O componente essencial da “estratégia de Lisboa” é a “ampliação ao Leste”, o que representa uma “anexação colonial”. Aproveitando-se das enormes diferenças salariais e sociais, essa estratégia visa a jogar os trabalhadores uns contra os outros para impor um retrocesso geral.

Uma Constituição contra os trabalhadores
A “ampliação” aos países do Leste foi a desculpa para propor uma Constituição Européia. Dessa maneira, pretende-se, pela primeira vez, “constitucionalizar” o neoliberalismo e o intervencionismo imperialista, convertendo-o em lei suprema européia, que deverá submeter parlamentos e governos.

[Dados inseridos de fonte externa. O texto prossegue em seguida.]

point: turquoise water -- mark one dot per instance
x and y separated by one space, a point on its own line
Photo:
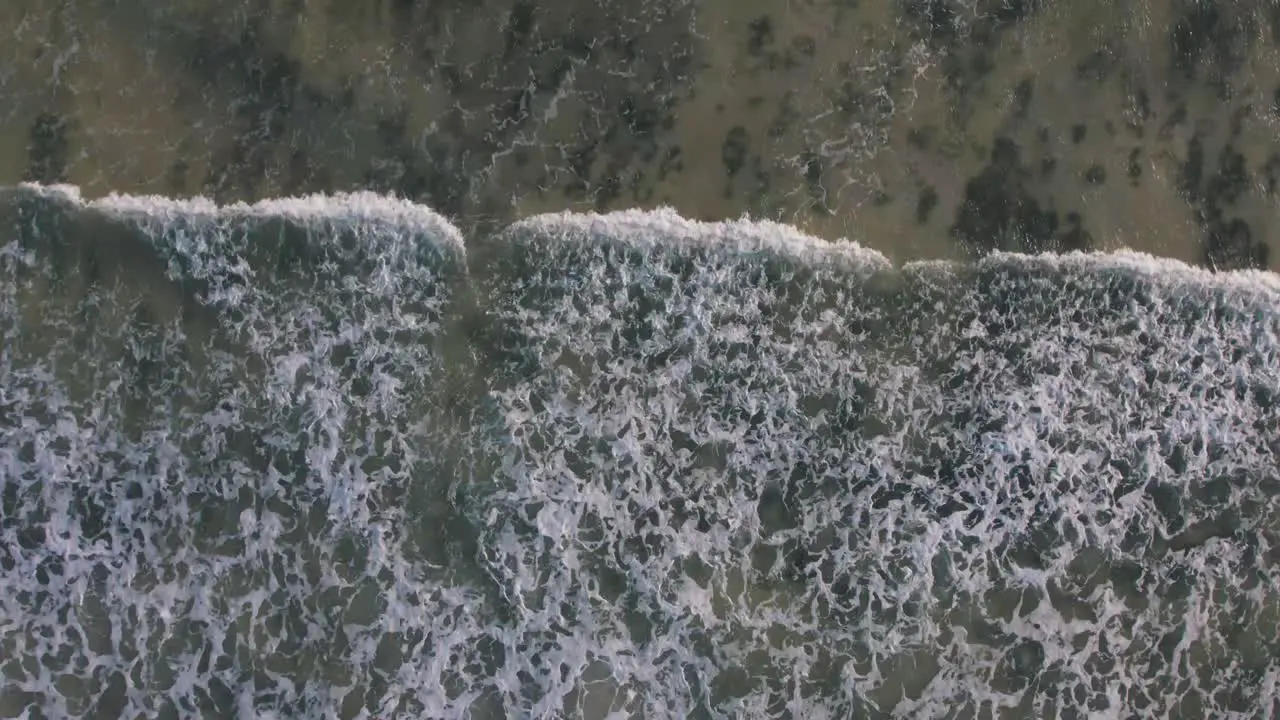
323 458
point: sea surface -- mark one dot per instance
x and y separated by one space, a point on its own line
327 458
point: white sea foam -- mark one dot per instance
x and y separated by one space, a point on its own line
666 228
695 481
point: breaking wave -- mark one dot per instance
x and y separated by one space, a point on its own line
314 458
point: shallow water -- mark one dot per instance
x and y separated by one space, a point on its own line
321 458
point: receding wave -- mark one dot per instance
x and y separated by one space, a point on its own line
312 458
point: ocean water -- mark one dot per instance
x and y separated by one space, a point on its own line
321 458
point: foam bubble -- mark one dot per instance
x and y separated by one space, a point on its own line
266 459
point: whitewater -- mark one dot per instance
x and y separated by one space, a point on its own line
329 458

A Constituição será imodificável, já que ninguém poderá alterá-la sem a unanimidade dos 25 governos que compõem a UE.

Uma “Europa social” ou um golpe neoliberal?
Os apoiadores do “Sim” nos plebiscitos realizados sobre a adoção da Constituição Européia, dizem que apoiá-la significa apoiar a “Europa social”. Isso, entretanto, se torna literalmente impossível já que nenhum governo poderá aplicar políticas contrárias ao dogma neoliberal. Tudo ficará subordinado a uma “economia de mercado aberta e de livre concorrência”, a um mercado único em que as multinacionais podem fazer e desfazer, mover com inteira liberdade seus capitais e mercadorias, precarizar mais ainda os trabalhadores, rebaixar salários e transferir empresas.

O “direito ao trabalho” das atuais Constituições nacionais – que já era puro formalismo – será substituído pela liberdade “e o direito a trabalhar” (!). Também mudaram a fraseologia do “pleno emprego” pela flexibilização do mercado trabalhista: “potencializar uma mão-de-obra qualificada, formada e adaptável e mercados trabalhistas capazes de reagir rapidamente” (Art. III-203).

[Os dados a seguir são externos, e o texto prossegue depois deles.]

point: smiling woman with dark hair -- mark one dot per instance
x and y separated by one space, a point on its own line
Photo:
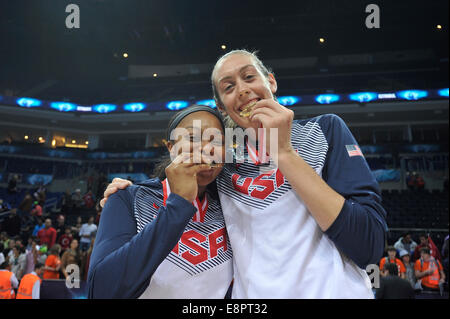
166 237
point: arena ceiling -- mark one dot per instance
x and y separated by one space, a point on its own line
40 57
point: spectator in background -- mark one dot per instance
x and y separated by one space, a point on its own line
429 271
60 226
32 255
426 242
30 285
40 195
4 239
47 235
8 282
10 243
38 227
27 227
12 224
87 259
53 263
391 258
26 204
392 286
409 266
86 233
76 229
77 200
42 254
71 256
2 257
66 204
36 209
18 261
66 239
406 243
88 199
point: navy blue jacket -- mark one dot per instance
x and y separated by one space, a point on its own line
123 261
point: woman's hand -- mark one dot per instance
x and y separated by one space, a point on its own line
182 176
274 116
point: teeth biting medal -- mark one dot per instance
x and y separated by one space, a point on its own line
247 109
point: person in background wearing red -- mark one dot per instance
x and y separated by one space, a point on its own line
53 263
426 242
98 209
66 239
60 226
47 235
36 209
30 285
391 258
429 270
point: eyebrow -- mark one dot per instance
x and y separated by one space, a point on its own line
240 70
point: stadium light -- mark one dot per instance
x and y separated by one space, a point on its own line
443 92
28 102
327 98
177 105
210 103
134 107
104 108
412 95
363 96
63 106
288 100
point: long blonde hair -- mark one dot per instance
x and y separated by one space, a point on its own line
229 123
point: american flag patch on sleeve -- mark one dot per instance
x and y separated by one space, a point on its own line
353 150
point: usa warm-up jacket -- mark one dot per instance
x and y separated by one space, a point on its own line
280 251
152 243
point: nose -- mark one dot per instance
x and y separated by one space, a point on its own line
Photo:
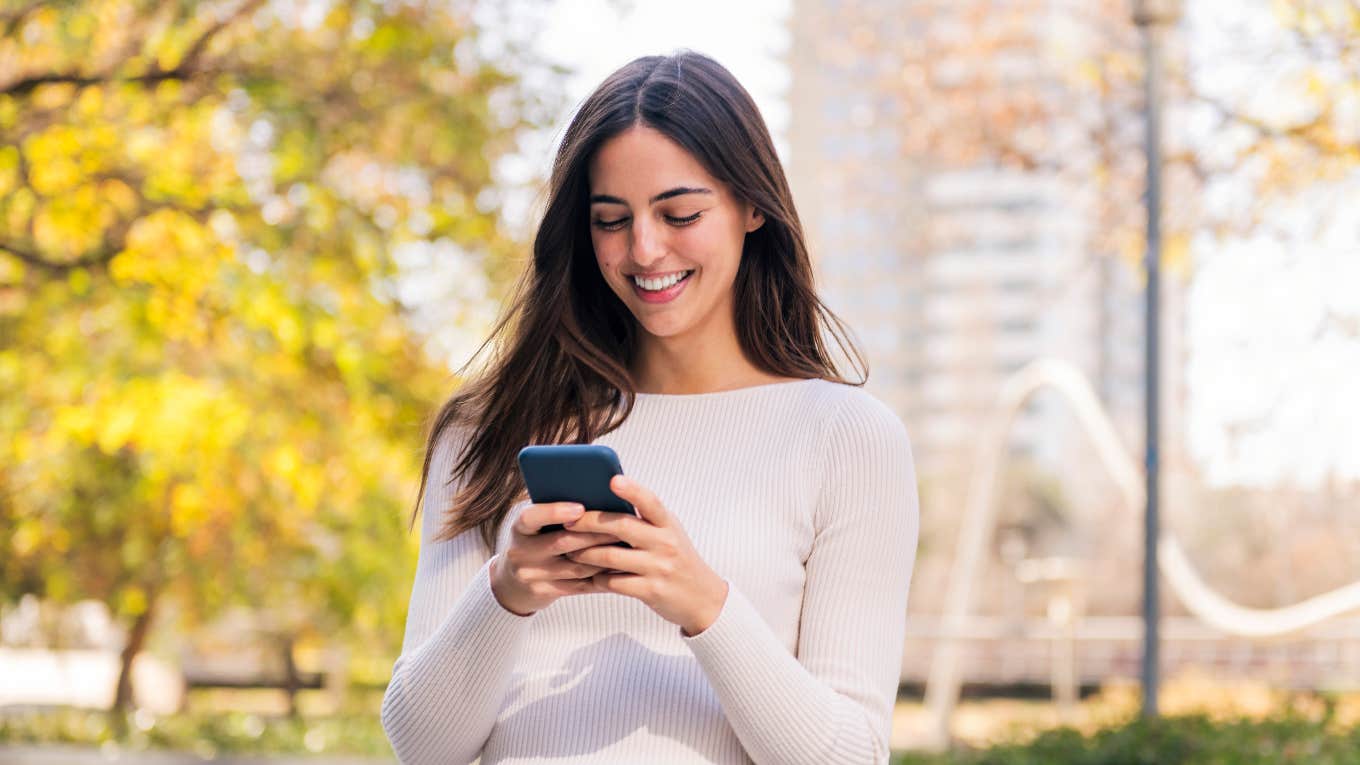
648 244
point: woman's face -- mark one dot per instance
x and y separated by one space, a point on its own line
667 234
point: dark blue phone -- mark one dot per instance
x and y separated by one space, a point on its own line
573 473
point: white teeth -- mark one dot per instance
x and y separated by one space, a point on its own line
653 285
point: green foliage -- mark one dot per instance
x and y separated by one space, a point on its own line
206 735
210 389
1196 739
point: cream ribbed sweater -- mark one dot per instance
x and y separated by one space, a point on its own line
801 494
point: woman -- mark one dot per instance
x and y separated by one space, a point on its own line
668 313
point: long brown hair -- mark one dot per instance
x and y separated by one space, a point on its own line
563 349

Os serviços públicos convertidos
Os serviços públicos se converterão em serviços “de interesse econômico geral”, submetidos às normas da livre concorrência. Aqui a Constituição não obriga a nada aos Estados e se limita a reconhecer “e respeitar o acesso” aos referidos serviços, “segundo as legislações e práticas nacionais”. Caso seja aprovada a Diretriz Bolkestein, apresentada à Comissão Européia em janeiro, serão abertas as portas para um processo generalizado de privatização e degradação dos serviços públicos em toda a Europa.

Os EUA ganham caso a Constituição Européia fracasse?
Este é um dos argumentos mais cínicos para apoiar a Constituição. Custa, porém, sustentá-lo quando a Constituição deixa bem claro que “a política exterior e de defesa” se ajustará aos compromissos da OTAN “que seguirá sendo o fundamento de sua defesa coletiva e o organismo de execução desta”. E pelo que sabemos, quem manda na OTAN é Bush e seus generais.

Xenofobia e ataque às liberdades democráticas
A Constituição define uma Europa xenófoba, convertida em fortaleza, para uma imigração que ela mesma provoca, com seu espólio aos países dominados. Os direitos dos imigrantes não se regerão pela Constituição, mas sim pelas leis de assuntos para estrangeiros de cada nação. Nem sequer suas condições trabalhistas serão iguais às dos trabalhadores comunitários, senão “equivalentes”.

A melhor mostra da Europa que pretendem são os acordos que Schröder, Blair e Berlusconi estão negociando com os países do norte de África para instalar “campos” para os imigrantes expulsos, onde estes permaneceriam no limbo legal, sem direitos e nem controle algum.

A Europa dessa Constituição é uma coligação das diferentes burguesias européias para atacar as conquistas da classe trabalhadora. Em todo o continente, os trabalhadores devem se unir para impedir esse retrocesso, votando pelo “Não” nos plebiscitos.